Netflix + (Hadoop & Hive ) = Your Favorite Movie

I love watching movies and I am a huge fan of Netflix , I love the way Netflix suggests new movies based on my previous watching history and ratings. Netflix established in 1997 and headquartered in Los Gatos, California, Netflix (NASDAQ: NFLX) is a service offering online flat rate DVD and Blu-ray disc rental-by-mail and video streaming in the United States.It has a collection of 100,000 titles and more than10 million subscribers. The company has more than 55 million discs and, on average, ships 1.9 million DVDs to customers each day. On April 2, 2009, the company announced that it had mailed its two billionth DVD Netflix offers Internet video streaming, enabling the viewing of films directly on a PC or TV at home.

According to Comscore in the month of December 2008 Netflix streamed 127,016,000 videos which makes Netflix top 20 online video site.

Netflix’s movie recommendation algorithm uses Hive ( underneath using Hadoop, HDFS & MapReduce ) for query processing and BI. Hive is used for scalable log analysis to gain business intelligence. Netflix collects all logs from website which are streaming logs collected using Chukwa (Soon to be replaced by Hunu alternative to Chukwa, Which will be open sourced very soon).

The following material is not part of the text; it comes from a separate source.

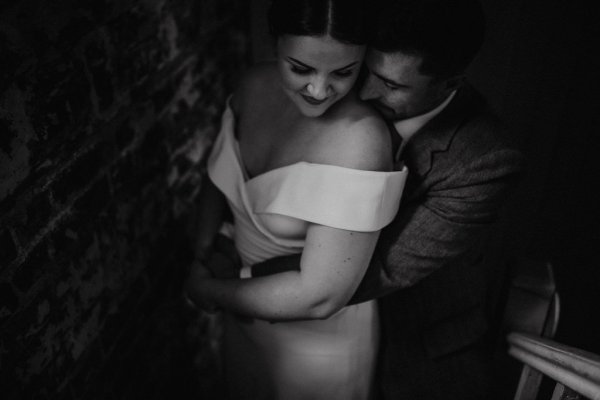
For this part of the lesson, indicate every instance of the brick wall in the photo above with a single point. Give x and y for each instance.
(106, 112)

Currently Netflix is processing there streaming logs on Amazon S3.

How Much Data?

  1. Parsing 0.6 TB logs per day.
  2. Running 50 persistent nodes on Amazon EC3 cluster.

How Often?

Hadoop jobs are run every hour to parse last hour logs and reconstruct sessions. Then small files are merged from each reducer which are loaded to Hive. How Data is processed? Netflix web usage logs generated by web applications are collected by Chukwa Collector. These logs are dumped on Amazon S3 running HDFS instances. Later these logs are consumed by Hive & Hadoop running on the cloud. For NetFlix processing data on AS3 is not cheaper but it’s less risky because they can recover data.

Useful data generated using log analysis.

  1. Streaming summary data
  2. CDN performance.
  3. Number of streams per day.
  4. Number of errors / session.
  5. Test cell analysis.
  6. Ad hoc query for further analysis.
  7. And BI processing using MicroStrategy.